Site Reliability Engineer with Google-scale training and hands-on implementation leadership. 5+ years progressing from Google's IT Resident program to SRE, now applying enterprise-level reliability practices to business-critical infrastructure. Expert in translating large-scale platform concepts (Borg, RAPID) into industry-standard implementations (Kubernetes, GitHub Actions). Proven track record of end-to-end infrastructure ownership, cloud migrations, and building resilient systems that deliver measurable business impact.
Applying SRE principles to lead a complete infrastructure transformation and modernization
- Led enterprise cloud migration from hybrid AWS (ECS/EC2) to fully containerized Azure AKS, migrating business-critical CPA applications serving 700+ users with zero data loss.
- Designed and implemented end-to-end infrastructure across three Azure AKS environments (staging, production, monitoring) using Infrastructure as Code principles.
- Built a comprehensive Kubernetes deployment framework with standardized manifests for service configuration management.
- Established DevSecOps practices implementing CI/CD pipelines, security scanning, and automated deployment workflows using GitHub Actions and Terraform.
- Built enterprise-grade monitoring infrastructure using Thanos and Grafana, achieving a 90% reduction in incident resolution time (from days to <3 hours).
- Delivered 99.95% uptime during peak tax season with only 45 minutes total downtime across 4 months, supporting mission-critical financial applications.
- Created a comprehensive observability platform providing the first-ever complete visibility into application performance and business metrics.
- Successfully adapted Google internal practices (Borg → Kubernetes, RAPID → GitHub Actions, Automon → Prometheus/Grafana).
- Migrated and operationalized real-time data pipeline architecture using Debezium CDC, Redpanda Kafka, and MongoDB, implementing full observability and monitoring across the streaming infrastructure.
Maintained reliability and performance for Google Cloud Platform's distributed logging infrastructure
- Orchestrated operations for Google's global Cloud Logging infrastructure, ensuring continuous availability for millions of GCP customers.

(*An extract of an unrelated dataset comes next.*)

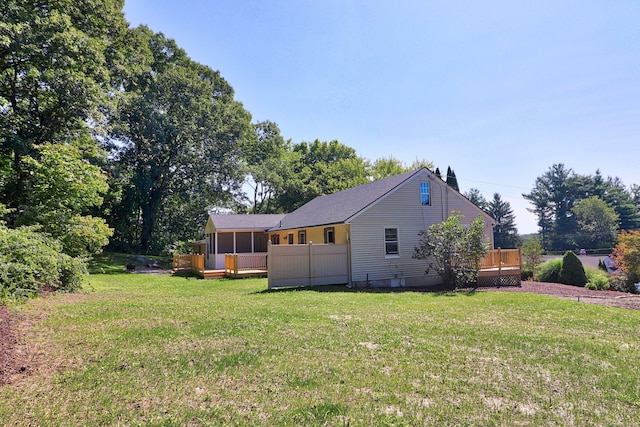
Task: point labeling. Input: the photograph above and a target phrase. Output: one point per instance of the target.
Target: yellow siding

- Optimized SLO compliance through strategic alert tuning and efficient incident response, maintaining sub-99.9% error budgets.
- Led critical incident response, including on-call rotations, implementing mitigation strategies, and conducting comprehensive post-mortems.
- Managed large-scale deployments using Google's RAPID workflow, troubleshooting complex distributed system issues across global infrastructure.
- Utilized Borg cluster management to scale Cloud Logs microservices dynamically, optimizing resource allocation across thousands of machines.
- Collaborated with development teams to communicate technical challenges and implement long-term reliability improvements.
- Created standardization templates for monitoring dashboard migrations, enabling teams to meet compliance requirements while maintaining operational visibility.
- Modernized critical infrastructure by migrating batch processes to unified frameworks, improving maintainability and operational efficiency.
- Established testing protocols for service integrations, documenting dependencies, and creating simulation environments for complex distributed systems.
Google's structured program for developing technical talent, with a fixed 2-year term leading to internal career advancement
- Supported Google's global infrastructure of 100,000+ Linux, macOS, and Windows machines, maintaining enterprise productivity systems.
- Contributed to Armada fleet management system, automating deployment processes and improving operational efficiency.
- Created automation tooling in Golang to eliminate manual configuration steps in deployment processes, gaining hands-on programming experience while reducing operational overhead.
- Created Bash automation solutions for existing manual processes, reducing operational overhead and human error.